We concur: HARDESTY C.J., PARRAGUIRRE, DOUGLAS, SAITTA, GIBBONS, and PICKERING, JJ.

FootNotes


1. Cadle contends that this court does not have jurisdiction to address Woods & Erickson's argument because Cadle did not raise it on appeal and Woods & Erickson did not cross-appeal. "A respondent may, however, without cross-appealing, advance any argument in support of the judgment even if the district court rejected or did not consider the argument." Ford v. Showboat Operating Co., 110 Nev. 752, 755, 877 P.2d 546, 548 (1994). And this court will affirm a correct decision even if it was decided for the wrong reasons. Id. at 756, 877 P.2d at 549. Thus, we may consider whether such claims exist in Nevada.
2. See also Wortley v.
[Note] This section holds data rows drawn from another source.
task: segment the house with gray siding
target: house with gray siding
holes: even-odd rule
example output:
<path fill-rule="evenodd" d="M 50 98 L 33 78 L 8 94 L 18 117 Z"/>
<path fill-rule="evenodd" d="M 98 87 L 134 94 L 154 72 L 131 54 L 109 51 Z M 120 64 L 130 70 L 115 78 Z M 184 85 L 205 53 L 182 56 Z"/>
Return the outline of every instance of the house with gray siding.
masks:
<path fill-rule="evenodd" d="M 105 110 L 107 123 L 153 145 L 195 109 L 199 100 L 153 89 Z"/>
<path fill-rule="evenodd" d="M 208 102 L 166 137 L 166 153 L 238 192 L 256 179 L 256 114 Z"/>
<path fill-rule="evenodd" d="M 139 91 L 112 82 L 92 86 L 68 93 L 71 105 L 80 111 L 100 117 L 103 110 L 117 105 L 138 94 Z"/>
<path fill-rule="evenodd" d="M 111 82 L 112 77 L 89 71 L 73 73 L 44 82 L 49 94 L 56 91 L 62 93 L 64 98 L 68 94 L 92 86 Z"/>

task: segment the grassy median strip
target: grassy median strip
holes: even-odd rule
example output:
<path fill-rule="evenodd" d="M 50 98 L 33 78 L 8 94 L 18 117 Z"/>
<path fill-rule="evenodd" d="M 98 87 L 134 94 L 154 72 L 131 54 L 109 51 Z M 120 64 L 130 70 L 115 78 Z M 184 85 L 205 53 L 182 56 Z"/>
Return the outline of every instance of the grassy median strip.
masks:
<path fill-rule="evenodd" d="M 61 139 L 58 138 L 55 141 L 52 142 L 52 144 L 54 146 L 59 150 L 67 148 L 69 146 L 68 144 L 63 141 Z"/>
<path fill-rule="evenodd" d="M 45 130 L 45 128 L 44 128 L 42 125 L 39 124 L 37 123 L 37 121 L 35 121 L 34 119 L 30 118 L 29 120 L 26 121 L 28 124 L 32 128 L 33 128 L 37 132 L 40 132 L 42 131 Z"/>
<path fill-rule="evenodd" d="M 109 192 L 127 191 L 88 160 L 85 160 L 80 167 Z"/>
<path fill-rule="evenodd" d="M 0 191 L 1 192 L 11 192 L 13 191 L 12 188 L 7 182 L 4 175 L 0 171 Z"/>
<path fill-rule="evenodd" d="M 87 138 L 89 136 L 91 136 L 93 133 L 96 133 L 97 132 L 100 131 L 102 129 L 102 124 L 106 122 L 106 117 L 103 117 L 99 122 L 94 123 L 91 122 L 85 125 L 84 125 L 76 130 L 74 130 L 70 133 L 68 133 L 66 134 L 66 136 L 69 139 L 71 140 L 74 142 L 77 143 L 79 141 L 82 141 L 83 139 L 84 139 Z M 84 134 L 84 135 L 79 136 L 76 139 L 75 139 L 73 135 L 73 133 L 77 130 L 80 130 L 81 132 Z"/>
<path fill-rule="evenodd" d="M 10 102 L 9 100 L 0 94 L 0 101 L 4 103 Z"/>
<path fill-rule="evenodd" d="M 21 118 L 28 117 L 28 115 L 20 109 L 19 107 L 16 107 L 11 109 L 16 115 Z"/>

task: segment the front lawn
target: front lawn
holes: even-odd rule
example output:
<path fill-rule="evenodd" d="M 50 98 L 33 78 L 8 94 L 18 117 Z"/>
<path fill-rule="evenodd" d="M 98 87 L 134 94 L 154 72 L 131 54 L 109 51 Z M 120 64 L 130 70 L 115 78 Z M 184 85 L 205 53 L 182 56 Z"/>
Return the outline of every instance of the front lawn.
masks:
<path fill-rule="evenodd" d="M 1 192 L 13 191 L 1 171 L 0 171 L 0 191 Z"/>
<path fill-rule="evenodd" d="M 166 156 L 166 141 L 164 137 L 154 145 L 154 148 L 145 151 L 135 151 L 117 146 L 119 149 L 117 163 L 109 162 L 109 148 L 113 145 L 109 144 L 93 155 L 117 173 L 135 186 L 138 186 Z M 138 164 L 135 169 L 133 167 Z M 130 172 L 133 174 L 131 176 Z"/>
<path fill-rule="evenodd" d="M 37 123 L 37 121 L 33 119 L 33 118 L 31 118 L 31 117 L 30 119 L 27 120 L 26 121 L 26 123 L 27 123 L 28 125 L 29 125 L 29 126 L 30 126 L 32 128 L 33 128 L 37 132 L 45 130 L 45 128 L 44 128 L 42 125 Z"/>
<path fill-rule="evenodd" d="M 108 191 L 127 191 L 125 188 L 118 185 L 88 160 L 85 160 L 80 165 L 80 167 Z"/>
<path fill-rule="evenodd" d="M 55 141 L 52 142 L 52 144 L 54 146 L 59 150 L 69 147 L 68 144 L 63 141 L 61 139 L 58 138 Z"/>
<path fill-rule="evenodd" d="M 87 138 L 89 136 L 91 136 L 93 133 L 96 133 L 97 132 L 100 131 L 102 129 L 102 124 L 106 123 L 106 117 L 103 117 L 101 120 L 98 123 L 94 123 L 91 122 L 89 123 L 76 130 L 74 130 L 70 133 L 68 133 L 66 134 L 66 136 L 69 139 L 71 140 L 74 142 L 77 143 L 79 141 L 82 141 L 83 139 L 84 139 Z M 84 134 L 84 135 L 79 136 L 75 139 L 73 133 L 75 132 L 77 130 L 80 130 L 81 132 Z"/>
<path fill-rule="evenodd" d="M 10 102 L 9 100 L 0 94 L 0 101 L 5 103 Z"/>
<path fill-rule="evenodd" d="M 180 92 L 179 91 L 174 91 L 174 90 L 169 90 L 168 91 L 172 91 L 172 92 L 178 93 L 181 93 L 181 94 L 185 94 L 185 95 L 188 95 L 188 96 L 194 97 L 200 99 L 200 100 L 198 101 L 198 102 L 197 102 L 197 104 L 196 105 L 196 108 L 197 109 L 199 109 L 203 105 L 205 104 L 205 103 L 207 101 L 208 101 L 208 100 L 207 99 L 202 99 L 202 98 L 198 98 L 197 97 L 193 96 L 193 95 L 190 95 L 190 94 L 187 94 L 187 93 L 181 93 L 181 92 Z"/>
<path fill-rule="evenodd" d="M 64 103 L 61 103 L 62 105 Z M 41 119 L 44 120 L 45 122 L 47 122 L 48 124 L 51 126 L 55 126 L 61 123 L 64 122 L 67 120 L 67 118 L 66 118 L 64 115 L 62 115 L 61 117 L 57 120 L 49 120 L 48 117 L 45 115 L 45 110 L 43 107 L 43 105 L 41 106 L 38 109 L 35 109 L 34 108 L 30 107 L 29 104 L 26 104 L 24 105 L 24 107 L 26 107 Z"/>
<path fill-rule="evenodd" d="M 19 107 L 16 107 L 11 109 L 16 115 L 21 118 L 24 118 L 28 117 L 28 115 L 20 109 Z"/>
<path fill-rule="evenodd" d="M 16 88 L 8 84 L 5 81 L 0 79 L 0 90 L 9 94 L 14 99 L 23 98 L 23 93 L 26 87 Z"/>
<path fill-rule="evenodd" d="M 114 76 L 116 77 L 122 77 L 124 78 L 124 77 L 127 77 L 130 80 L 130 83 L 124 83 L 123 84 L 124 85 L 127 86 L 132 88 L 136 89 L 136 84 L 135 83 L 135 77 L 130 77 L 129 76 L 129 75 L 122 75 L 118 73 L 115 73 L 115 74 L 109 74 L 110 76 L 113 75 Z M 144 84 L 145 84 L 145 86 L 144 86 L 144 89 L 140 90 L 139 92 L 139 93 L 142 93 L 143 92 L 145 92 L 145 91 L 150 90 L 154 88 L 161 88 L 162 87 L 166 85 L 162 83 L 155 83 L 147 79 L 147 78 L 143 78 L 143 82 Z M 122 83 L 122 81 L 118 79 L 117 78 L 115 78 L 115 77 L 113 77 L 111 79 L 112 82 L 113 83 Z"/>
Camplin, No. 01-122-P-H, 2001 WL 1568368, at *9 (D.Me. Dec. 10, 2001) (stating that "violation of Maine's Uniform Fraudulent Transfers Act ... does not constitute a tort for purposes of liability for civil conspiracy" or aiding and abetting); cf. Arena Dev. Grp., LLC v. Naegele Commc'ns, Inc., No. 06-2806 ADM/AJB, 2007 WL 2506431, at *5 (D.Minn. Aug. 30, 2007) ("[W]hether a fraudulent transfer under the UFTA is a tort is uncertain. Accordingly, [the defendant] can not be held personally liable for aiding and abetting or conspiring to commit a violation of the UFTA.").
3. See also GATX, 879 F.Supp.2d at 648; In re Total Containment, Inc., 335 B.R. 589, 615-16 (Bankr.E.D.Pa.2005) (predicting that Pennsylvania law does not hold nontransferees liable); Baker O'Neal Holdings v. Ernst & Young LLP, Inc., No. 1:03-CV-0132-DFH, 2004 WL 771230, at *14 (S.D.Ind. Mar. 24, 2004) (holding that the Indiana Uniform Fraudulent Transfer Act's savings clause (or "catch-all provision") permits courts to creatively construct equitable remedies but does not create a substantive right of action); Forum Ins. Co. v. Devere Ltd., 151 F.Supp.2d 1145, 1148 (C.D.Cal.2001) (holding that a non-transferee was not liable because California's Fraudulent Transfer Act only creates equitable remedies, not liability for damages); FDIC v. White, No. 3:96-CV-0560-P, 1998 WL 120298, at *2 (N.D.Tex. Mar. 5, 1998) (holding that the Texas fraudulent conveyance statute does not create liability for nontransferee coconspirator and it does not permit a court to create new substantive rights of action); Warne Invs., Ltd. v. Higgins, 219 Ariz. 186, 195 P.3d 645, 656 (Ariz. Ct.App.2008) (holding that the Arizona catchall provision does not create liability for aiding and abetting); Freeman v. First Union Nat'l Bank, 865 So.2d 1272, 1276 (Fla.2004) (reasoning that Florida's savings clause permitted the court to award other equitable relief but did not create new causes of action).
4. History also shows that avoidance was the proper remedy for fraudulent transfers. A 1377 enactment declared that, if a debtor colluded with friends to avoid collection by transferring assets to them and then fleeing to debtor sanctuary, the creditor may petition the king for a writ directing execution on the asset as if the transfers had never occurred. Melville Madison Bigelow, The Law of Fraudulent Conveyances 11-12 (rev. ed.1911) (1890).
5. The other costs awarded, however, service costs, parking fees, and filing fees, were supported by sufficient justifying documentation, including receipts or court records, and we affirm the remainder of the order awarding costs.